Reputation: 23

Finding absence of words in a regular expression

I've seen examples of finding the absence of characters in a regular expression, I'm trying to find the absence of words in a regular expression (likely using a negative lookbehind).

I have lines of code like this:

Example One:

protected static readonly string BACKGROUND_MUSIC_NAME = "Music_Mission_Complete_Loop_audio";

And here's another one:

mainWindow.Id = "MainWindow";

Final one:

mainStoLabel.Text = "#stb_entry_clah";

I want to capture only the middle one by finding all strings like these that a.) aren't preceded by a "#" in the actual string between the quotes, and b.) aren't preceded at all by the word "readonly".

My current Regular Expression is this:

.*\W\=\W"[^#].*"

It captures the top two examples. Now I just want to narrow down the top example. How do I capture the absence of (not characters) whole words.

Thanks.

Upvotes: 2

Answers (4)

mousio

Reputation: 10337

^[^"=]*(?<!(^|\s)readonly\s.*)\s*=\s*"[^#].*" seems to fit your needs:

everything before the first equal sign should not contain readonly or quotes
readonly is recognized not with word boundaries but with whitespace (except at beginning of line)
the equal sign can be surrounded by arbitrary whitespace
the equal sign must be followed by a quoted string
the quoted string should not start with #

You can work with lookarounds or capture groups if you only want the strings or quoted strings.

Note: as per your own regex, this discards anything after the last quote (not matching the semi-colon in your examples)

Upvotes: 1

tchrist

Reputation: 80384

The bug in your negation lookahead assertion is that you didn’t put it together right to suit the general case. You need to make its assertion apply to every character position as you crawl ahead. It only applies to one possible dot the way you’ve written it, whereas you need it to apply to all of them. See below for how you must do this to do it correctly.

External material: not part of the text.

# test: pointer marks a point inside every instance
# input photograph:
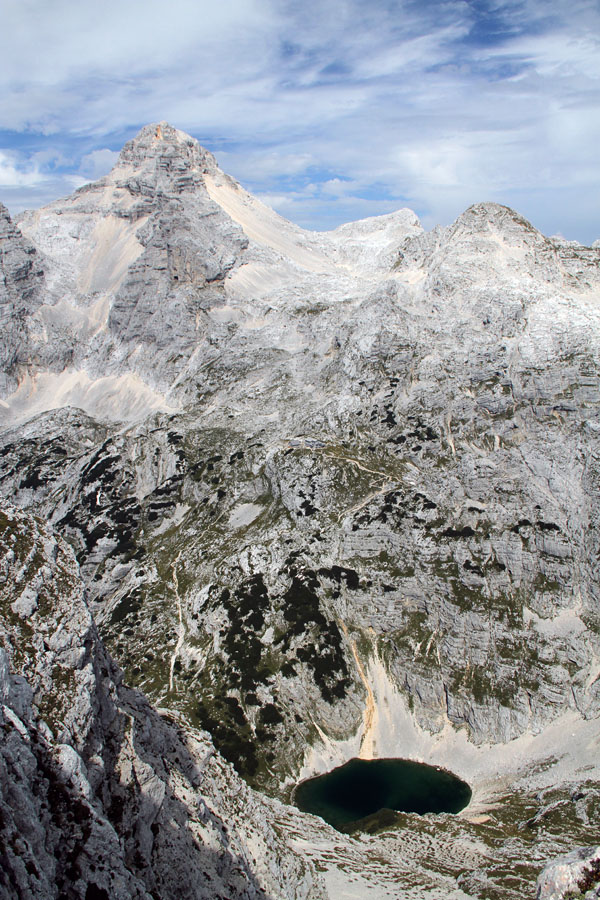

Here is a working demo that shows two different approaches:

The first uses a negative lookahead to ensure that the left-hand portion not contain readonly and the right-hand portion not start with a number sign.
The second does a simpler parser, then separately inspects the left- and right-hand sides for the individual constraints that apply to each.

The demo language is Perl, but the same patterns and logic should work virtually everywhere.

#!/usr/bin/perl

while (<DATA>) {
    chomp;
#
# First demo: use a complicated regex to get desired part only
#
    my($label) = m{
        ^                           # start at the beginning
        (?:                         # noncapture group:
            (?! \b readonly \b )    #   no "readonly" here
            .                       #   now advance one character
        ) +                         # repeated 1 or more times
        \s* = \s*                   # skip an equals sign w/optional spaces
        " ( [^#"] [^"]* ) "         # capture #1: quote-delimited text
                                    #   BUT whose first char isn't a "#"
    }x;

    if (defined $label) {
        print "Demo One: found label <$label> at line $.\n";
    }
#
# Second demo: This time use simpler patterns, several
#
    my($lhs, $rhs) = m{
        ^                       # from the start of line
        ( [^=]+ )               # capture #1: 1 or more non-equals chars
        \s* = \s*               # skip an equals sign w/optional spaces
        " ( [^"]+ ) "           # capture #2: all quote-delimited text
    }x;

    unless ($lhs =~ /\b readonly \b/x || $rhs =~ /^#/) {
        print "Demo Two: found label <$rhs> at line $.\n";
    }

}
__END__
protected static readonly string BACKGROUND_MUSIC_NAME = "Music_Mission_Complete_Loop_audio";
mainWindow.Id = "MainWindow";
mainStoLabel.Text = "#stb_entry_clah";

I have two bits of advice. The first is to make very sure you ALWAYS use /x mode so you can produce documented and maintainable regexes. The second is that it is much cleaner doing things a bit at a time as in the second solution rather than all at once as in the first.

Upvotes: 2